Conclusions Non-differentiality of exposure misclassification does not justify claims that the observed estimate must be an underestimate; further conditions must hold to get bias towards the null, and even when they do hold the observed estimate may by chance be an overestimate.

Under certain conditions, non-differential exposure misclassification reduces test power and biases study estimators towards the null value.1–6 There are several versions of this non-differential misclassification rule. One often-cited version is that non-differential misclassification of a binary exposure that is independent of other errors will bias the relative-risk estimator towards the null value of 1, i.e. towards no association. It seems underappreciated that such rules are often inapplicable. As discussed previously,7–12 additional conditions beyond non-differentiality are required to guarantee that bias is towards the null. Less well known, and perhaps surprising to some, is that bias towards the null does not always lead to an underestimate of the relative risk.13–17 The rules refer to expected values of estimators—which is to say, the average result of applying a formula (estimator) to repeated samples—not to the value estimated from a specific study. Thus, it is incorrect to claim (as authors often do) that the estimate from a study must be an underestimate because the bias is towards the null.
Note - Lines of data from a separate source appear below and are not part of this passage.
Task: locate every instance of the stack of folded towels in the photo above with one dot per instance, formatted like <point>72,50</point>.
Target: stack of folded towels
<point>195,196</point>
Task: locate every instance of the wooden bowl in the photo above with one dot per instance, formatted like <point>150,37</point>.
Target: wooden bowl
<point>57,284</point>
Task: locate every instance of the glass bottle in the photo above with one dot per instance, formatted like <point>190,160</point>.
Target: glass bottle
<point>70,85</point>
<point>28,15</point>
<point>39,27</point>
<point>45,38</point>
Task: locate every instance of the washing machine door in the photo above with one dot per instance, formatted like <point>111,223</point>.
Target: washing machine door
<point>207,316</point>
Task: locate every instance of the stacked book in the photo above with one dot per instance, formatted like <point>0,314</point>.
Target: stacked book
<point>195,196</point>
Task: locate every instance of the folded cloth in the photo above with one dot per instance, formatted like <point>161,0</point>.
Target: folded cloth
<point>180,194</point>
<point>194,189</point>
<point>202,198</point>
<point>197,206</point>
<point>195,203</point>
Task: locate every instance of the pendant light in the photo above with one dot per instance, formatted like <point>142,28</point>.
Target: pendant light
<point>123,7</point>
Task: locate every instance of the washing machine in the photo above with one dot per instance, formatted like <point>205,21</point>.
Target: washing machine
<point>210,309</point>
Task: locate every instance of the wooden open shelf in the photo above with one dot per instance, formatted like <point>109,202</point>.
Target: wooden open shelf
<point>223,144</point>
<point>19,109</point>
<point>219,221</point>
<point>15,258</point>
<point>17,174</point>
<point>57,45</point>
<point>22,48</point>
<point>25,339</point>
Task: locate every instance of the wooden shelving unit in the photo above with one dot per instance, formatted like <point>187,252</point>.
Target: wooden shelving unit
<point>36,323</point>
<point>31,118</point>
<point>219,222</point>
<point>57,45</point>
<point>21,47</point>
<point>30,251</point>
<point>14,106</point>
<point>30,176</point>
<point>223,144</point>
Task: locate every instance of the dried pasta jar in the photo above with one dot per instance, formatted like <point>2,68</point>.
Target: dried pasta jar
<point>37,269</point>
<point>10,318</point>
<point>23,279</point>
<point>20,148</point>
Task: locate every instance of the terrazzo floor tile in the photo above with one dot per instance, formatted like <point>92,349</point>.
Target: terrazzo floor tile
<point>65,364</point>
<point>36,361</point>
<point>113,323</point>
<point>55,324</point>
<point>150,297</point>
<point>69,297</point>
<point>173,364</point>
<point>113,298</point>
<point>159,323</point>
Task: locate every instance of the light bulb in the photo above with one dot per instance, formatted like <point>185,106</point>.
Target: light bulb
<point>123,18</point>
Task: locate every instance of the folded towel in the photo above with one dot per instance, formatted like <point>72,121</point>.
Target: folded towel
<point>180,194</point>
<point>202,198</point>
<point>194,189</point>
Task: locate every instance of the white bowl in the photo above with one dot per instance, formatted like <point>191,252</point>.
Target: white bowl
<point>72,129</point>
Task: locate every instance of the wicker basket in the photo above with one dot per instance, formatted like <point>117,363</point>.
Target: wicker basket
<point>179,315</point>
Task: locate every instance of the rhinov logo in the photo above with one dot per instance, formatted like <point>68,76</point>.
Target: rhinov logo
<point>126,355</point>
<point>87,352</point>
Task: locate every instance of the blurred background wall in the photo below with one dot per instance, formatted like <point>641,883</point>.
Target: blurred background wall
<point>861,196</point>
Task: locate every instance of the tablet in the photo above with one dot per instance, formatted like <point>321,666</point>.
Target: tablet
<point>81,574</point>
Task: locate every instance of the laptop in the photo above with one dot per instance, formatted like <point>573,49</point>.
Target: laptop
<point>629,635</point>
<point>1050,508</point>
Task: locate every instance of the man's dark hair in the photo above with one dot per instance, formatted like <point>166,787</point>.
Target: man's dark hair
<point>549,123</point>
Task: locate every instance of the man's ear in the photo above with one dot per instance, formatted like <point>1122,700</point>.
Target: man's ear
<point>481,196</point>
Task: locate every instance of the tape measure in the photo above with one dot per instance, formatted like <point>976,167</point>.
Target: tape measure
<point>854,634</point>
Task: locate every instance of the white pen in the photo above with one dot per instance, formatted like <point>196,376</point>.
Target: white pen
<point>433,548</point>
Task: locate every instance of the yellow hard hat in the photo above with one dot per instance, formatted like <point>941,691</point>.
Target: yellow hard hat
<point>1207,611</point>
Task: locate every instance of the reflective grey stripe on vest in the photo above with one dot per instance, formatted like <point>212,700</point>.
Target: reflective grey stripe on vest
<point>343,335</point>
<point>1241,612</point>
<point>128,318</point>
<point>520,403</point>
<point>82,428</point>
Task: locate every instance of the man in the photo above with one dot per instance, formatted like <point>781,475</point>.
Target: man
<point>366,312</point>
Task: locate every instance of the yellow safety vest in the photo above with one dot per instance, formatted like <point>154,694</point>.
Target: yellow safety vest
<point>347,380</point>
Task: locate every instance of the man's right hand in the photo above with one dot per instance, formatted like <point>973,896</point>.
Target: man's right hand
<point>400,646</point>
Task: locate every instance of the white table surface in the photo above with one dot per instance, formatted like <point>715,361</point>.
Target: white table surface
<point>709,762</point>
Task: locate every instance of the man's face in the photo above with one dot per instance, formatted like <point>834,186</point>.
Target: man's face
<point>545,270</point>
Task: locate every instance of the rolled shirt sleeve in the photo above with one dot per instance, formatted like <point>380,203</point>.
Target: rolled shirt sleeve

In this paper we briefly review these issues and then present a simulation study of the relation of observed estimates to expected and true values when bias is towards the null. The simulation is intended to illustrate how often it will be wrong to claim that an observed study result must be an underestimate when the conditions for bias towards the null are satisfied.

An overview of previous results

Non-differential misclassification rules refer to the expected (average) value of relative-risk estimates over hypothetical study repetitions (more precisely, the large-sample geometric mean of the relative-risk estimator in an infinite sequence of repetitions that vary only randomly from one another). The ratio of this expected estimate to the true relative risk is often used as a measure of statistical bias in relative-risk estimates.13,14,16,17 This ratio measure for bias refers only to the average error across hypothetical repetitions. In contrast, the ratio of the observed relative-risk estimate to the true relative risk measures not only bias, but also random variation.

The rule about bias towards the null is based on the classification process being non-differential.16 The process refers to the behaviour of the classification procedure over hypothetical study repetitions (i.e. the probability of misclassification). Even though misclassification may be non-differential on average, due to random variation the misclassification rates in a single study (realization) will most likely be differential. Furthermore, due to random sampling variation the correctly classified estimate may be an overestimate of the true value, and the ensuing misclassification may not counterbalance this overestimation, even if the misclassification pulls the estimate towards the null. Therefore, a non-differential misclassification process does not always lead to an underestimate of relative risk. Thus, an observed estimate can be towards the null, greater than the true, or less than the null, even when the classification process obeys conditions sufficient to produce bias towards the null.

As mentioned above, non-differentiality by itself is not sufficient to guarantee that the bias is towards the null. Non-differential misclassification rules require further conditions to ensure that the bias is towards the null. First, published rules assume that the misclassification probabilities are exactly non-differential;12 small violations of this assumption can produce substantial bias away from the null. Second, the exposure misclassification errors are assumed to be independent of errors in other variables in the analysis.10,11,18,19 Third, further conditions are required to guarantee bias towards the null when the exposure is polytomous (>2 levels).6,7 Fourth, the rules assume absence of interactions with other sources of systematic error, such as selection bias and confounding.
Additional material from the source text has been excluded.